The latest issue of the GNOME Journal has just been published. It features insights into the Portland Project which were gained from a conversation with one of its lead architects, Waldo Bastian, an introduction to GNOME's new deskbar, an interview with Elijah Newren, GNOME's release manager, and three simple tips for designing application interfaces you should know. Writers in this edition are Sri Ramakrishna, Davyd Madeley, Lucas Rocha, and Claus Schwarm, respectively.

As a regular user of OS-X,

As a regular user of OS-X, GNOME and Win XP, I'd say they all have their HI issues. Surprisingly many in the Mac. In the case of GNOME though, is it better to be bad but consistant, in which case it is broken behaviour that the user can adapt to, rather than not have guidelines, in which cae the user will experience inconsistancy? I look at the HIG as something that will improve with age, the important thing when making any decision on what is right is to document the reasoning behind it.

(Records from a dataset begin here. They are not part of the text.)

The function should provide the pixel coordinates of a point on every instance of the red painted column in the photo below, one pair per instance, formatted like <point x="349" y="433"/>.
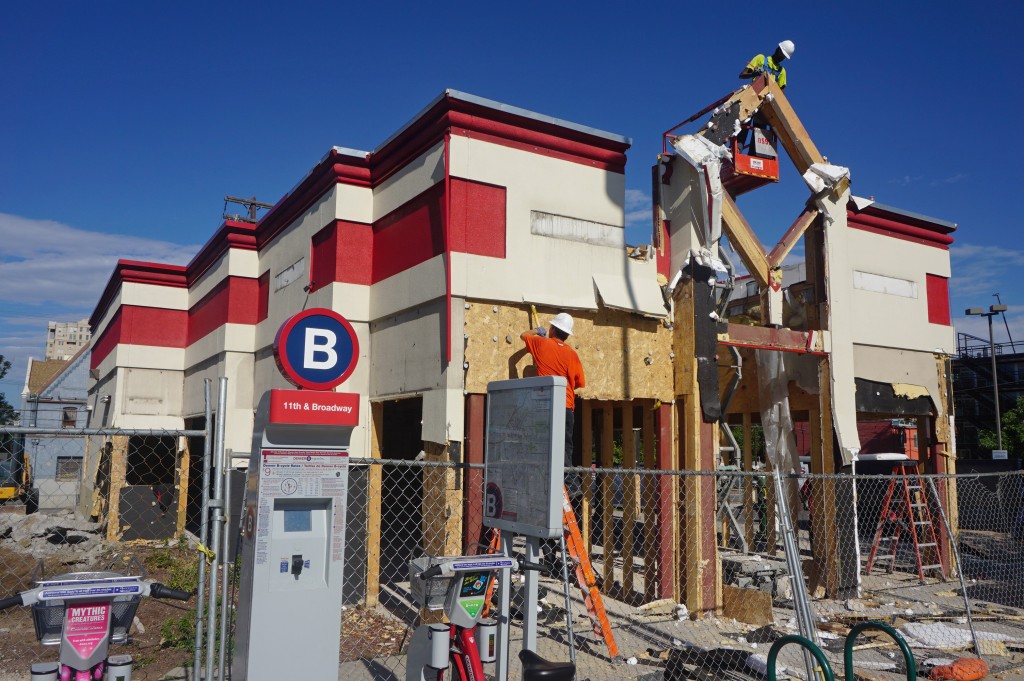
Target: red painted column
<point x="472" y="499"/>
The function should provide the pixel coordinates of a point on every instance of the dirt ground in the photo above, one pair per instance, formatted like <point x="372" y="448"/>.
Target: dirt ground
<point x="153" y="656"/>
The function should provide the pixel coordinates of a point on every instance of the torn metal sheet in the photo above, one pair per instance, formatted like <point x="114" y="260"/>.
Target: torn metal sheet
<point x="841" y="326"/>
<point x="635" y="295"/>
<point x="821" y="176"/>
<point x="706" y="328"/>
<point x="706" y="158"/>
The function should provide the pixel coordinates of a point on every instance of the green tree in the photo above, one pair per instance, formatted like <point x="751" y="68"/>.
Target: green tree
<point x="1013" y="432"/>
<point x="7" y="413"/>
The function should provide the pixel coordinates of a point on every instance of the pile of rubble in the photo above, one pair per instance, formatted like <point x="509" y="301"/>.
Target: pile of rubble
<point x="57" y="534"/>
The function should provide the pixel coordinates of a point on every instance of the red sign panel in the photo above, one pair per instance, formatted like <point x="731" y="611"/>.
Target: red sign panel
<point x="313" y="408"/>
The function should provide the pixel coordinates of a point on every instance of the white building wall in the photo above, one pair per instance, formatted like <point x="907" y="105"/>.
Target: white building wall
<point x="889" y="320"/>
<point x="540" y="268"/>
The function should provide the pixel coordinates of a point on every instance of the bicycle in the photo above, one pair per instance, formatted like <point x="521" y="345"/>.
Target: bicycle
<point x="460" y="586"/>
<point x="84" y="612"/>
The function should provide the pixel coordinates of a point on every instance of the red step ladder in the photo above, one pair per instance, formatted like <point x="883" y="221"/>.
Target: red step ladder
<point x="904" y="511"/>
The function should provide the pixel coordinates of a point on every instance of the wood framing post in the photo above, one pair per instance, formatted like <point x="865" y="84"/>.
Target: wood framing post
<point x="374" y="495"/>
<point x="648" y="498"/>
<point x="587" y="448"/>
<point x="750" y="496"/>
<point x="472" y="513"/>
<point x="607" y="496"/>
<point x="119" y="470"/>
<point x="629" y="496"/>
<point x="667" y="506"/>
<point x="441" y="504"/>
<point x="823" y="499"/>
<point x="181" y="484"/>
<point x="698" y="447"/>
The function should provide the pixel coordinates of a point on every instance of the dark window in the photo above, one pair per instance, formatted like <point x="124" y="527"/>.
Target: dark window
<point x="69" y="469"/>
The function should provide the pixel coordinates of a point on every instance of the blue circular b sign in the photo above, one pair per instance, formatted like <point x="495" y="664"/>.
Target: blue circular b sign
<point x="316" y="349"/>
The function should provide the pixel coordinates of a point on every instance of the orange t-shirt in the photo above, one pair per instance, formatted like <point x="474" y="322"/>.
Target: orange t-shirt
<point x="553" y="357"/>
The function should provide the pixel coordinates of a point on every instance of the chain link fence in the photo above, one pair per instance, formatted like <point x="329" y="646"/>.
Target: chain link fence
<point x="691" y="566"/>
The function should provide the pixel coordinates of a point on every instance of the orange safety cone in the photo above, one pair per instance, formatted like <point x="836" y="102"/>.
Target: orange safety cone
<point x="965" y="669"/>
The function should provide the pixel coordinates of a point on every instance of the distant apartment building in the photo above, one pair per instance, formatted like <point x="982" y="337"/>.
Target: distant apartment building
<point x="54" y="398"/>
<point x="65" y="339"/>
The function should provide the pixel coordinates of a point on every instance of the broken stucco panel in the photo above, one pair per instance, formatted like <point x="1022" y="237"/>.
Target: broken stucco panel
<point x="909" y="391"/>
<point x="624" y="356"/>
<point x="911" y="374"/>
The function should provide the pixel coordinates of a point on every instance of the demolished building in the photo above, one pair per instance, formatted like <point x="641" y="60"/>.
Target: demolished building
<point x="435" y="246"/>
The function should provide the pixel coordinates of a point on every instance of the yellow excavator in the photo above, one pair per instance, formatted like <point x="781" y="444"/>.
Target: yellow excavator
<point x="15" y="475"/>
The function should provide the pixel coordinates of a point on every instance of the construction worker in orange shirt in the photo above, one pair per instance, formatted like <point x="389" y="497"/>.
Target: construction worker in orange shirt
<point x="553" y="356"/>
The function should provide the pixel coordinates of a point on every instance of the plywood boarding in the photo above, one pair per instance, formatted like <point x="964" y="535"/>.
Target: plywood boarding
<point x="624" y="355"/>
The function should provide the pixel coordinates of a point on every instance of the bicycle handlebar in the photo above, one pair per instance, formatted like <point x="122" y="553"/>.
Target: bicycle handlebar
<point x="431" y="572"/>
<point x="158" y="590"/>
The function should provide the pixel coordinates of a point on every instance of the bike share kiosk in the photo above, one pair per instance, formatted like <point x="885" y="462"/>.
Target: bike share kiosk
<point x="293" y="526"/>
<point x="523" y="462"/>
<point x="523" y="468"/>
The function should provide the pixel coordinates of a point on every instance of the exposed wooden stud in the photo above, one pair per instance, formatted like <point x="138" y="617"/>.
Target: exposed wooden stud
<point x="587" y="447"/>
<point x="374" y="512"/>
<point x="741" y="236"/>
<point x="629" y="496"/>
<point x="184" y="458"/>
<point x="650" y="510"/>
<point x="792" y="238"/>
<point x="668" y="505"/>
<point x="472" y="526"/>
<point x="791" y="131"/>
<point x="607" y="495"/>
<point x="119" y="468"/>
<point x="750" y="499"/>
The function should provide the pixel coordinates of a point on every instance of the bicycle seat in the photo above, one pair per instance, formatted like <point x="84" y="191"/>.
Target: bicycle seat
<point x="536" y="668"/>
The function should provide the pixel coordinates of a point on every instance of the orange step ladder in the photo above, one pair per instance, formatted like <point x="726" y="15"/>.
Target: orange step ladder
<point x="584" y="571"/>
<point x="904" y="511"/>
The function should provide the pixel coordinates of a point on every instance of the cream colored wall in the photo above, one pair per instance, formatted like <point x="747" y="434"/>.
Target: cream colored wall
<point x="886" y="320"/>
<point x="147" y="398"/>
<point x="235" y="262"/>
<point x="415" y="178"/>
<point x="537" y="268"/>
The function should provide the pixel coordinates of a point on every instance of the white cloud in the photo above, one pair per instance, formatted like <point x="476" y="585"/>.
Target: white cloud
<point x="982" y="270"/>
<point x="952" y="179"/>
<point x="45" y="262"/>
<point x="52" y="271"/>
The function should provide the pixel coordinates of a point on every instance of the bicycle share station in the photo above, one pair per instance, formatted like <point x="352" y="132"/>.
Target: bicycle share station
<point x="293" y="527"/>
<point x="523" y="492"/>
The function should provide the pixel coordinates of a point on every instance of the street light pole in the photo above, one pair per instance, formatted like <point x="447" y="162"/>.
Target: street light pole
<point x="992" y="311"/>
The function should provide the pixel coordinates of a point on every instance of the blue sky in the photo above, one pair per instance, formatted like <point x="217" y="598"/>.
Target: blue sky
<point x="124" y="125"/>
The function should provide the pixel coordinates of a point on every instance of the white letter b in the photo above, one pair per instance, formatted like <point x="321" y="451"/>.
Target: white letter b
<point x="328" y="341"/>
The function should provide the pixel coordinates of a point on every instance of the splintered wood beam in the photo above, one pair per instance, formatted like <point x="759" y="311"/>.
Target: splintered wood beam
<point x="790" y="130"/>
<point x="792" y="236"/>
<point x="744" y="241"/>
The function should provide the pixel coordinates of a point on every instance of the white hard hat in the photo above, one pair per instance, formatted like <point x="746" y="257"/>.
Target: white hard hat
<point x="562" y="322"/>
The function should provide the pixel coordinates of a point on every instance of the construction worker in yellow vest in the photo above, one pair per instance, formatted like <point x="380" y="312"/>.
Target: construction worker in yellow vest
<point x="770" y="65"/>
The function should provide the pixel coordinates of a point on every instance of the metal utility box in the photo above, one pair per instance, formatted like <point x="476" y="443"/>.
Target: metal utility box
<point x="293" y="537"/>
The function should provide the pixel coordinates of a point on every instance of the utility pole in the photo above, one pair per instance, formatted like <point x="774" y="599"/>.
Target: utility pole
<point x="1013" y="347"/>
<point x="251" y="207"/>
<point x="992" y="311"/>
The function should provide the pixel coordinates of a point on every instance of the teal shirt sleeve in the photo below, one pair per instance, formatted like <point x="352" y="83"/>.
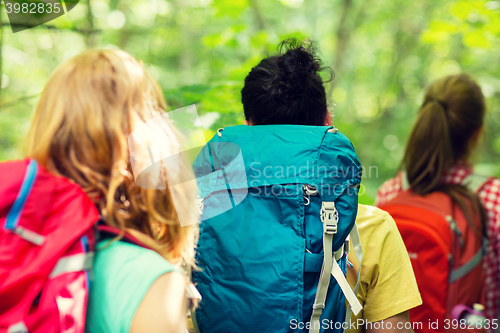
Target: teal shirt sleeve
<point x="123" y="273"/>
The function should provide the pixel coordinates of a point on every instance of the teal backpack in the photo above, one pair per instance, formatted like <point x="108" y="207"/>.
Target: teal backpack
<point x="278" y="205"/>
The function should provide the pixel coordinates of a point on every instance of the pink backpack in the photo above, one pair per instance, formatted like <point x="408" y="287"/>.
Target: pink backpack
<point x="47" y="238"/>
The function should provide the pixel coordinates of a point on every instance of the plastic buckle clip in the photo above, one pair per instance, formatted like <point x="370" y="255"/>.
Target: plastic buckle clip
<point x="329" y="217"/>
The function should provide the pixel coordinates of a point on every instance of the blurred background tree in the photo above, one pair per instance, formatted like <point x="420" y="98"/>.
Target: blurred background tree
<point x="383" y="53"/>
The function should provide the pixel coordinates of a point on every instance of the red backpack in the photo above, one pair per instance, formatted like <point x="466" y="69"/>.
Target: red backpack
<point x="47" y="238"/>
<point x="445" y="252"/>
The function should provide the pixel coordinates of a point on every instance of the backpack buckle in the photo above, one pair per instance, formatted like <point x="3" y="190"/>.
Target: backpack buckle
<point x="329" y="217"/>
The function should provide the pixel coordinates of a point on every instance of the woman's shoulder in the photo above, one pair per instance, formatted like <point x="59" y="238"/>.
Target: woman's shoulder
<point x="389" y="189"/>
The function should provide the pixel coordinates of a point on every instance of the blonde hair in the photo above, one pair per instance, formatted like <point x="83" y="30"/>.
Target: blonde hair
<point x="88" y="108"/>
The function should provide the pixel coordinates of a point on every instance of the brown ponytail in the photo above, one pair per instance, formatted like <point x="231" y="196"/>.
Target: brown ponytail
<point x="451" y="114"/>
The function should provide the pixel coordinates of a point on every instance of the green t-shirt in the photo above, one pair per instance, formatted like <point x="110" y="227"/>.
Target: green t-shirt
<point x="123" y="273"/>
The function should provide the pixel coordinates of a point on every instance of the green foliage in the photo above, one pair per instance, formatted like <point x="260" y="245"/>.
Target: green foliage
<point x="384" y="53"/>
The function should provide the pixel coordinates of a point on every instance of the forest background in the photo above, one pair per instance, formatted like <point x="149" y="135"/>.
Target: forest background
<point x="383" y="53"/>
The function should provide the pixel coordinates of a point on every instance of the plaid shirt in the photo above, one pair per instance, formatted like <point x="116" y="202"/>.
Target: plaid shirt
<point x="490" y="197"/>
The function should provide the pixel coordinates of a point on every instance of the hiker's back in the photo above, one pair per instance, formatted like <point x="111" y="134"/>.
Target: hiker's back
<point x="47" y="240"/>
<point x="261" y="237"/>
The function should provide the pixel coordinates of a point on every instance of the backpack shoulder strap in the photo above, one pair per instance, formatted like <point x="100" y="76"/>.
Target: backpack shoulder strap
<point x="405" y="185"/>
<point x="475" y="182"/>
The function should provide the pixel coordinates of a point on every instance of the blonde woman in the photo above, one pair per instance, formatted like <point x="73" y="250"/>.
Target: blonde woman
<point x="88" y="108"/>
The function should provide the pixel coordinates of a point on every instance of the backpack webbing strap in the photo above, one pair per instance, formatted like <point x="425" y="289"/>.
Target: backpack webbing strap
<point x="467" y="267"/>
<point x="358" y="251"/>
<point x="329" y="217"/>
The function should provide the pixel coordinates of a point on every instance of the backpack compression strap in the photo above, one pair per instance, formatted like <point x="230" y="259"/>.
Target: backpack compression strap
<point x="329" y="217"/>
<point x="356" y="245"/>
<point x="14" y="215"/>
<point x="475" y="182"/>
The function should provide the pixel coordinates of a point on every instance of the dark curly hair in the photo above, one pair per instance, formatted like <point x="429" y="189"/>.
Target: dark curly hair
<point x="287" y="88"/>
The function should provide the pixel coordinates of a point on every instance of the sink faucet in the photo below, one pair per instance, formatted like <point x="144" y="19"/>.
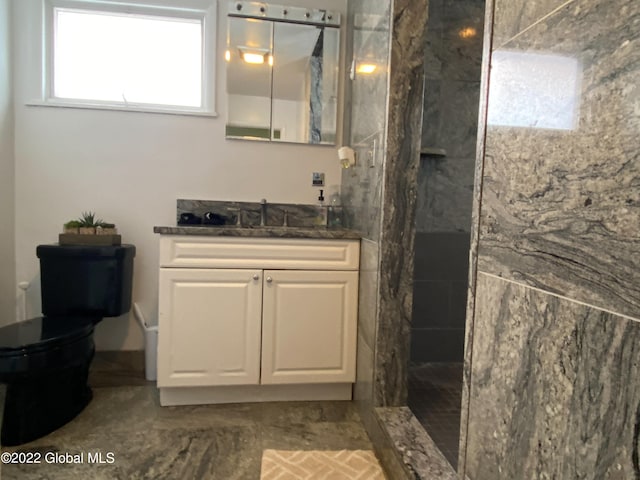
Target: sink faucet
<point x="263" y="212"/>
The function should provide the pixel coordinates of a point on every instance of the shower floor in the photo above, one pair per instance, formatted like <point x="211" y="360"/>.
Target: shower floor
<point x="435" y="395"/>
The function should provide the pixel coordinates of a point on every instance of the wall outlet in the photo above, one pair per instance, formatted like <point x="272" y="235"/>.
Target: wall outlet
<point x="317" y="179"/>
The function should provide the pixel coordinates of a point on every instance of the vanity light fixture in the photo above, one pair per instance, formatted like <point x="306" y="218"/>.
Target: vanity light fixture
<point x="467" y="32"/>
<point x="255" y="56"/>
<point x="366" y="68"/>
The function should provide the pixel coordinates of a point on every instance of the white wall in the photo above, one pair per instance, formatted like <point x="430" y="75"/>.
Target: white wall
<point x="131" y="167"/>
<point x="7" y="230"/>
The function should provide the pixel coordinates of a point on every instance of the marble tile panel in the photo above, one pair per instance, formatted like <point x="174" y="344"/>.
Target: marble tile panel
<point x="445" y="194"/>
<point x="463" y="26"/>
<point x="361" y="195"/>
<point x="404" y="129"/>
<point x="474" y="239"/>
<point x="442" y="256"/>
<point x="371" y="37"/>
<point x="421" y="457"/>
<point x="368" y="292"/>
<point x="437" y="344"/>
<point x="430" y="304"/>
<point x="561" y="206"/>
<point x="514" y="16"/>
<point x="433" y="51"/>
<point x="431" y="112"/>
<point x="459" y="117"/>
<point x="555" y="388"/>
<point x="363" y="388"/>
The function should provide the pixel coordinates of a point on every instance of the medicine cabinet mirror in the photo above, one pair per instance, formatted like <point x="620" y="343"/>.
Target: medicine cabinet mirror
<point x="282" y="73"/>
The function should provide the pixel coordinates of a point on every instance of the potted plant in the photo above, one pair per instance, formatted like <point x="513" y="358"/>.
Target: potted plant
<point x="88" y="223"/>
<point x="72" y="226"/>
<point x="105" y="228"/>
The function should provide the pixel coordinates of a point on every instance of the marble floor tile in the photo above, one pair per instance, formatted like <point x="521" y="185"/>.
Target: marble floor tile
<point x="135" y="438"/>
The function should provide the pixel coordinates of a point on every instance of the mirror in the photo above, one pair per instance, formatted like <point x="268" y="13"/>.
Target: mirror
<point x="282" y="75"/>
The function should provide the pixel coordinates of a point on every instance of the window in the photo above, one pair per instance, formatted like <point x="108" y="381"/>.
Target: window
<point x="129" y="56"/>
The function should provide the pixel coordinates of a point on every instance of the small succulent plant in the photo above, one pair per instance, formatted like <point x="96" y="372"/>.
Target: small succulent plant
<point x="88" y="219"/>
<point x="72" y="224"/>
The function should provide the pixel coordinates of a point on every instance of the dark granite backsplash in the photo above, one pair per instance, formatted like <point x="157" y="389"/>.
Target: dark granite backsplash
<point x="299" y="215"/>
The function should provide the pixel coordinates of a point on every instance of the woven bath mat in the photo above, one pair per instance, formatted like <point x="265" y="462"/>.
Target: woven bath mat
<point x="320" y="464"/>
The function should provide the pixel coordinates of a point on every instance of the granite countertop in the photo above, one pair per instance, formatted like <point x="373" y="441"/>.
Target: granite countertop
<point x="273" y="232"/>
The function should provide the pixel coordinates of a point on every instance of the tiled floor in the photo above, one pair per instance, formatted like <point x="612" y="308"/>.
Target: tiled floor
<point x="435" y="393"/>
<point x="139" y="439"/>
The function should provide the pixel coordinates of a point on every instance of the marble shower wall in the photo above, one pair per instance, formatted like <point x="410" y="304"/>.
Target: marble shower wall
<point x="555" y="388"/>
<point x="554" y="385"/>
<point x="453" y="58"/>
<point x="361" y="185"/>
<point x="380" y="192"/>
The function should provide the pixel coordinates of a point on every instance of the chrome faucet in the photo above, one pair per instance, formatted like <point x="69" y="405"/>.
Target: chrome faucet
<point x="263" y="212"/>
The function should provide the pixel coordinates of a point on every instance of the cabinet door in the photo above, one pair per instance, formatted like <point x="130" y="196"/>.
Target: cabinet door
<point x="309" y="326"/>
<point x="209" y="327"/>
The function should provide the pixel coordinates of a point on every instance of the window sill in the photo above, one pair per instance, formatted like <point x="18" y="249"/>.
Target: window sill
<point x="123" y="108"/>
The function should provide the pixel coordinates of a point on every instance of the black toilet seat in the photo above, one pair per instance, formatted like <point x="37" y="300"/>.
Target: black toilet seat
<point x="44" y="343"/>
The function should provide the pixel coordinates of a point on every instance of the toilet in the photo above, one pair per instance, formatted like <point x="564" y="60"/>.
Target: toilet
<point x="44" y="361"/>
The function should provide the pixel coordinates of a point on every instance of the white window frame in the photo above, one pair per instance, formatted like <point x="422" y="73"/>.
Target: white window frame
<point x="203" y="10"/>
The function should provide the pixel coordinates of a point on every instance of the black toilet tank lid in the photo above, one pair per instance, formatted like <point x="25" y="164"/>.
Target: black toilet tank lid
<point x="90" y="251"/>
<point x="41" y="331"/>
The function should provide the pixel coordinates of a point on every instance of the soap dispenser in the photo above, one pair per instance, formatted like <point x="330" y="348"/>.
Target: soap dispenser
<point x="335" y="210"/>
<point x="321" y="214"/>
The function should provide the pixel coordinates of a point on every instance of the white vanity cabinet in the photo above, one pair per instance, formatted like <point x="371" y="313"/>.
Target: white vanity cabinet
<point x="251" y="319"/>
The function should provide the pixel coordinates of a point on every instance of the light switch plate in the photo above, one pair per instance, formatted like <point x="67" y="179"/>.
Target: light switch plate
<point x="317" y="179"/>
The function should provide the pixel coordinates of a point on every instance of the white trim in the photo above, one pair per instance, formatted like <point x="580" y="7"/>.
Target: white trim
<point x="203" y="10"/>
<point x="142" y="108"/>
<point x="254" y="393"/>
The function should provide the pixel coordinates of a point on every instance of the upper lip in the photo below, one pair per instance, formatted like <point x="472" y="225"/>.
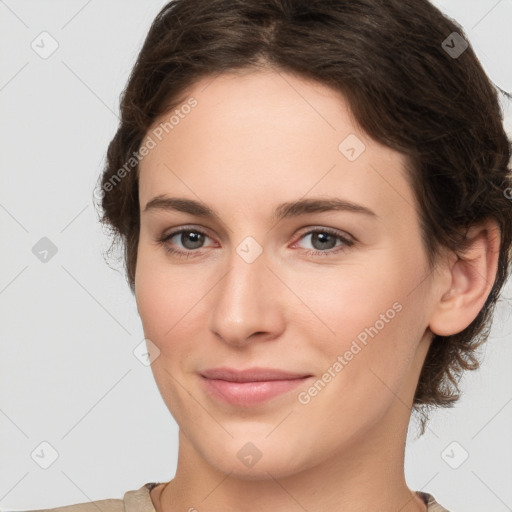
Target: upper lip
<point x="251" y="374"/>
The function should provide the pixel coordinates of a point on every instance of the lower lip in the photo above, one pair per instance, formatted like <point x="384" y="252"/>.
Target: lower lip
<point x="244" y="394"/>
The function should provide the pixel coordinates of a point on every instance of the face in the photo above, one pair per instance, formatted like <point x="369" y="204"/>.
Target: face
<point x="337" y="293"/>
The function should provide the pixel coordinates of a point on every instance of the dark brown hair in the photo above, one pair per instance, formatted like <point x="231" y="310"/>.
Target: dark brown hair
<point x="396" y="63"/>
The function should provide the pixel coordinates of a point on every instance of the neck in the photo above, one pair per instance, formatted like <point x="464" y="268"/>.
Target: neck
<point x="367" y="476"/>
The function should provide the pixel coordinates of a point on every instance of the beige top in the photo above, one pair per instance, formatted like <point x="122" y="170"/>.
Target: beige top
<point x="140" y="501"/>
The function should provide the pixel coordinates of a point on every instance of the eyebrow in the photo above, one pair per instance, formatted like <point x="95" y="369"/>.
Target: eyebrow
<point x="283" y="211"/>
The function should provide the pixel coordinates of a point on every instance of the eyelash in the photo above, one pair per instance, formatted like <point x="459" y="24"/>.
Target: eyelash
<point x="346" y="242"/>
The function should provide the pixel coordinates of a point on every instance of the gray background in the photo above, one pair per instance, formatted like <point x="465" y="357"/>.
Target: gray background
<point x="69" y="325"/>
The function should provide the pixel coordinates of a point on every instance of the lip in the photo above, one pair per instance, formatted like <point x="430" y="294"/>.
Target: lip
<point x="252" y="386"/>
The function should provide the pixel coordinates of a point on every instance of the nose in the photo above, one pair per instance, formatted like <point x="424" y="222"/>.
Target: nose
<point x="246" y="303"/>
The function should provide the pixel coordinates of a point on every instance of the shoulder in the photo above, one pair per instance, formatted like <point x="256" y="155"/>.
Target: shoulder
<point x="136" y="500"/>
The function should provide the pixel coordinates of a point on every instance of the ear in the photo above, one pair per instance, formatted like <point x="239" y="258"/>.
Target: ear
<point x="467" y="282"/>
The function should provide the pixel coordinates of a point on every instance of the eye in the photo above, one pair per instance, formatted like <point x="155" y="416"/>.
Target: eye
<point x="190" y="239"/>
<point x="324" y="240"/>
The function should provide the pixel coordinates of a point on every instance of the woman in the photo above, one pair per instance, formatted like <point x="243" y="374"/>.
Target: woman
<point x="312" y="199"/>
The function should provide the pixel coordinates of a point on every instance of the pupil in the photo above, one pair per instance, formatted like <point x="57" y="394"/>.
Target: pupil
<point x="193" y="237"/>
<point x="324" y="239"/>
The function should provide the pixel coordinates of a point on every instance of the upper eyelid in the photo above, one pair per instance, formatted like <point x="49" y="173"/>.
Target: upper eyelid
<point x="304" y="231"/>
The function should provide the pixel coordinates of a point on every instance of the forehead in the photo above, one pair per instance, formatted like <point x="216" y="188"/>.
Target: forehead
<point x="270" y="133"/>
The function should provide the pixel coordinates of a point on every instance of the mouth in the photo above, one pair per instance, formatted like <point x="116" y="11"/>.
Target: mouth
<point x="245" y="388"/>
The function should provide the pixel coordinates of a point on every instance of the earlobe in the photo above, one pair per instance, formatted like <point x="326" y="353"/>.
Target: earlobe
<point x="470" y="281"/>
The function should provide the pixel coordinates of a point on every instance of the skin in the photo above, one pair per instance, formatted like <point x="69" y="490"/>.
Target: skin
<point x="254" y="141"/>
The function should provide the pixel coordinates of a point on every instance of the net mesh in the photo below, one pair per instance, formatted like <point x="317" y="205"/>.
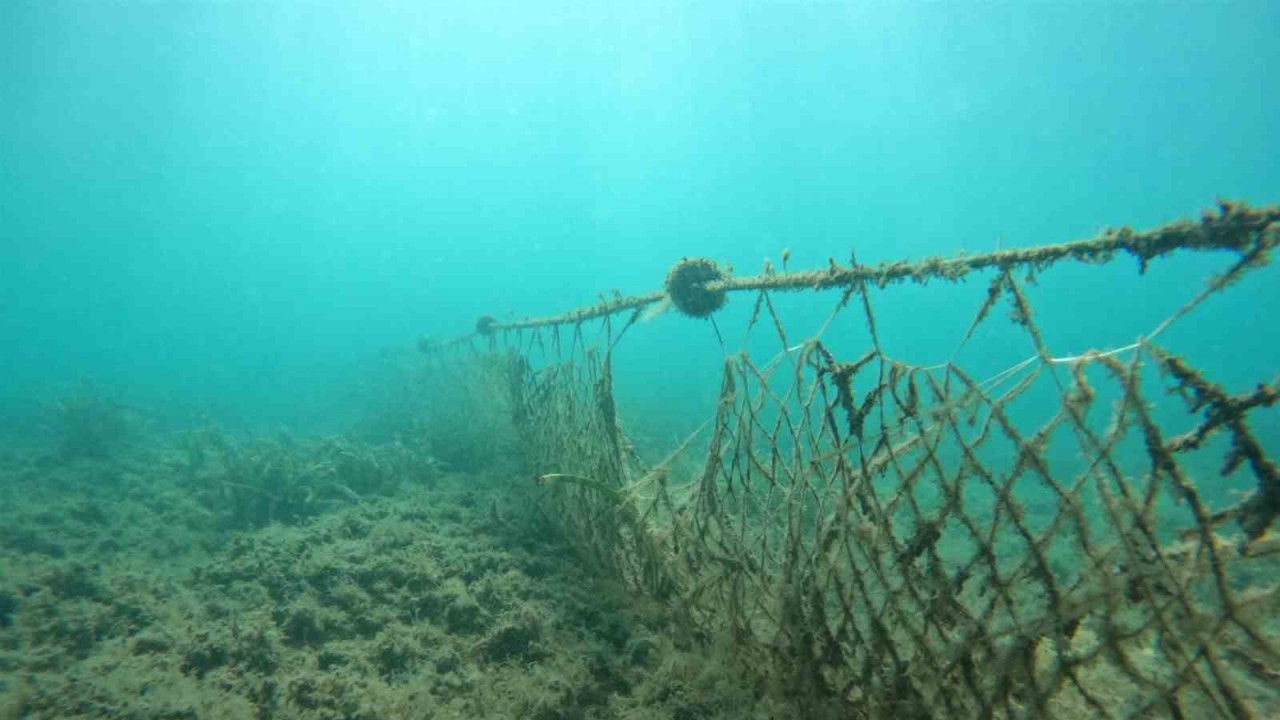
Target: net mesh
<point x="883" y="540"/>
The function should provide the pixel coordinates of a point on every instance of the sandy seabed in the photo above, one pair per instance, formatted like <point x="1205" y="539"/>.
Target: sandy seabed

I'm more concerned about Tango than GNOMEs HIG quite honestly. If THEIR mission is to make icons more obvious (Among other things) then many of their choices are fundamentally WRONG. The problem with any user interface decision making is that it is often subjective and people often think they should do things a certain way because that is what they are most used to seeing so "It must be right".

I'm going somewhere with this, I think. LOL. GNOME has a chance to make a better UI but only by being bold and dropping some outdated UI paradigms. This is something that will be helped along by projects such as Dashboard and integration of search and metadata use. The area that would give the quickest improvement is window behaviour, positioning and interaction. Which is not sane on any current OS.